At least a year ago I suddenly decided I wanted a sewing machine. The poor thing sat dormant for several months as I had no idea how to use it and didn't know quite where to start
. Then last summer my mum decided to take a machine quilting class and asked if I wanted to come with her as she believed quite a few people in the class were going to be new to quilting and some were even going to be new to sewing (like me). I took her up on the offer and the result can be seen below:
The finished article
(Sorry for the picture quality, I'm really not much of a photographer!)
I'm pretty pleased with it over all, although it was quite a steep learning curve and because I'm slightly pernickity I'm now pretty well versed with the seam ripper. Matching the points and getting the bias bits to work out was tricky, but the most ambitious part of the quilt was probably the free motion quilting. Free motion quilting is fun and I would encourage anybody who's curious about it to give it a go, but I would reccomend that you pay very close attention
to what you're doing while you're sewing...
...or you could end up with a problem like this!
Yep. That was probably the biggest mistake I made on this quilt. I was a little too
free and easy with my free motion and I ended up quilting some of the excess batting from one of the corners to the back of the quilt! My mum's first reaction was "Wall hanging!" but I had been pretty pleased with how the back was looking, up to that point and was really pretty disappointed that this fluffy stuff had wrecked it. After much pulling and prodding at the batting and contemplating quilting a patch of extra blue fabric on top, I took it in with me to a quilting shop. The picture above is after I hacked it away from the corner and tried snipping some of the excess away.
The back of the quilt now:
Unfortunately that batting had been sewn down really well
and the lady at the quilt shop said that the only way to really get rid of it that wouldn't show would be to rip out the quilting in that whole section and do it again. So that's what I ended up doing. It wasn't as painful to do as you might think.
So that's my quilt. I used this
site for my free motion references and would reccommend it to people who are wanting to try free motion, the videos are clear and quite easy to follow, there's loads of designs to choose from and the designs are ranked by level of difficulty. I used 'swirling feathers' in the blue background areas, 'lemonade' in the green border and the design in the outerborder is based on 'trailing spirals' I think, although it doesn't show up very well in these photos which is just as well because it's the design that worked the worst for me! For all the problems I had with free motion, I did enjoy it more than I enjoyed stitch in the ditch (which I attempted for the patterned diamonds) which I found trickier than I thought I would!

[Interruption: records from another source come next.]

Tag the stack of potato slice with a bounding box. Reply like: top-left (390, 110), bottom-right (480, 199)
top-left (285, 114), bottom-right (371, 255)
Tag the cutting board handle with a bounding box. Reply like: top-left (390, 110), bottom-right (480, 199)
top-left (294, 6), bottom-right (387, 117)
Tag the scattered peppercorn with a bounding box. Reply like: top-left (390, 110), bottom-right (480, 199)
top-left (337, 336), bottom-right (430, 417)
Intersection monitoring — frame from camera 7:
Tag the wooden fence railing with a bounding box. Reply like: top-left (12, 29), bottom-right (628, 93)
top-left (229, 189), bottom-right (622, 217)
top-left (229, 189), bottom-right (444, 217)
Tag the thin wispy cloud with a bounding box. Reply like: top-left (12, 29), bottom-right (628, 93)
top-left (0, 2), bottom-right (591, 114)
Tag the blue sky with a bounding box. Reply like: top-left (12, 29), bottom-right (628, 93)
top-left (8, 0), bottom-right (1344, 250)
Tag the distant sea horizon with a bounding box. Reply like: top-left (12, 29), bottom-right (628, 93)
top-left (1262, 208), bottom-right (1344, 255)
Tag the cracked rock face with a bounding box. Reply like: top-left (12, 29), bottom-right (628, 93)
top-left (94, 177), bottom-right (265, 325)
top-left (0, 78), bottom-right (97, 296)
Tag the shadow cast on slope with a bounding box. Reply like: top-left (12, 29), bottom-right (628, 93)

And here's a couple of close ups:
The fabrics in the four main diamonds are by Amy Butler. The colours aren't quite right here (a little too yellow I think) but they're really pretty fabrics.
A close up of one of the corners to show all the different quilting designs. Photo was taken before binding but after
my little batting disaster.
I learnt a lot through this project and found the class really helpful. It helped that the teacher was willing to explain different methods and wasn't at all strict with us. Our finished quilts were meant to have the blocks laid out like this:
But when I decided I wanted to lay mine out with a diamond pattern after playing around with the bocks, she gave me a lot of good advice on how to sew it.